連載「滝藤賢一の映画独り語り座」。今回は『ナイトクローラー』を取り上げる。
不快なのに痛快!結末はまさかのハッピーエンド……?
例年以上の暑さも和らぎ、夏夜のアバンチュールのその後の展開にご腐心されている御仁(ごじん)も多いかと存じます。皆さんが楽しいひと時を過ごしているなか、2時間半かけて特殊メイクをし、火星でゴキブリ退治に精を出していた滝藤です。その成果は来年(2016年)公開の映画『テラフォーマーズ』でご覧いただければ幸いです。
さて、今回紹介する『ナイトクローラー』ですが、これぞ夜の街に徘徊するゴキブリのごとく、世にはばかる報道スクープ専門の映像パパラッチを描いたもの。これがもう日本では考えられないほど、露悪的(ろあくてき)なんです。警察の無線を盗聴し、ライバルに先んじて現場に直行、死体を撮るのは当たり前。その映像を放送局に高値で売りつけ、テレビ側もヘッドラインでセンセーショナルにオンエアする。それで、視聴率が跳ね上がっていく。
求める人たちがいるから、ナイトクローラーという職業が成り立つ。僕たち大衆の欲望がこういう闇の職業を生み出していると思うと、うーん……とても考えさせられます。
ニートからナイトクローラーとしてのし上がっていく主人公ルーを演じるのはジェイク・ギレンホール。この役を演じるために12kg減量したそうですが、とにかく彼の存在すべてが気持ち悪い……。カメラを構える姿勢なんて、不快極まりない。何をやっても罪悪感のない表情で正当化してくる姿は実におどろおどろしいです……。

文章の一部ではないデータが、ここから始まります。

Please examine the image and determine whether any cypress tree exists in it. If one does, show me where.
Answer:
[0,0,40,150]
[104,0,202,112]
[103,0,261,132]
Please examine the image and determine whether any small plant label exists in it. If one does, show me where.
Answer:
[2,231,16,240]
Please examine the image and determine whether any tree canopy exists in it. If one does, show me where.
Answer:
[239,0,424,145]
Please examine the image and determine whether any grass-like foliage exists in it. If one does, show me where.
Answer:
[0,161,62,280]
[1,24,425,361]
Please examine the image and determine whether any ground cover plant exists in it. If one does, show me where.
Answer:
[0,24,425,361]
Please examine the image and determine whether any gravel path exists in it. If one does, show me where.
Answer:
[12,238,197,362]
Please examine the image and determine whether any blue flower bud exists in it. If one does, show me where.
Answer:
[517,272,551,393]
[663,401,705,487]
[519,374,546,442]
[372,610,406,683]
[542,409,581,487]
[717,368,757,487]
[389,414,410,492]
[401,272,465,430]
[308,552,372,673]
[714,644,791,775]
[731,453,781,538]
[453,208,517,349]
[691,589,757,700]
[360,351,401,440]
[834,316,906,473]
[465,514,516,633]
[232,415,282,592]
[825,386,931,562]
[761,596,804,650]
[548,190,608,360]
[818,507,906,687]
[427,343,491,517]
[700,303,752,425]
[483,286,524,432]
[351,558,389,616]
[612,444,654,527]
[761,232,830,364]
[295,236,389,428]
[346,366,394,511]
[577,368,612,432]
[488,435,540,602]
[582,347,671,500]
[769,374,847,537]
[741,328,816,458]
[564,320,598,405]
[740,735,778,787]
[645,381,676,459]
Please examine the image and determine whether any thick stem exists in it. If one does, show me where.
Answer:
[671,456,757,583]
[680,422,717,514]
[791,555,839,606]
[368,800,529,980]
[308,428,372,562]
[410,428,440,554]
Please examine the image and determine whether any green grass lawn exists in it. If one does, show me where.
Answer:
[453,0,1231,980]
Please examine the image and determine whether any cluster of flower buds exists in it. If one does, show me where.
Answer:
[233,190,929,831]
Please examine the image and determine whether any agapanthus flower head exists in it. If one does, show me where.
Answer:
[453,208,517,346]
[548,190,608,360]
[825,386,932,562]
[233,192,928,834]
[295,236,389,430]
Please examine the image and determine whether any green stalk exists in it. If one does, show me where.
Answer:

スクープを餌(えさ)に、放送局の女性プロデューサーへいろいろと要求をしていき、途中から肉体関係まで強要する展開も「おー! その年代にいくんかい」と興味を引かれました。そのレネ・ルッソ演じるプロデューサーが、熟女なのに10代の女学生のように頑(かたく)なに拒むところも「え? 何をそんなに嫌がってるの?」と意外で、そこの駆け引きも相当楽しめました。
派手なテーマではないですが、ノンストップで突っ走るので痛快です! ただ、ゲーテ読者にとっては、努力もせずやり方だけ盗む新世代が増えていることを暗示する内容で、ゾッとするかもしれません。
■連載「滝藤賢一の映画独り語り座」とは……
役者・滝藤賢一が毎月、心震えた映画を紹介。超メジャー大作から知られざる名作まで、見逃してしまいそうなシーンにも、役者の、そして、映画のプロたちの魂が詰まっている! 役者の目線で観れば、映画はもっと楽しい!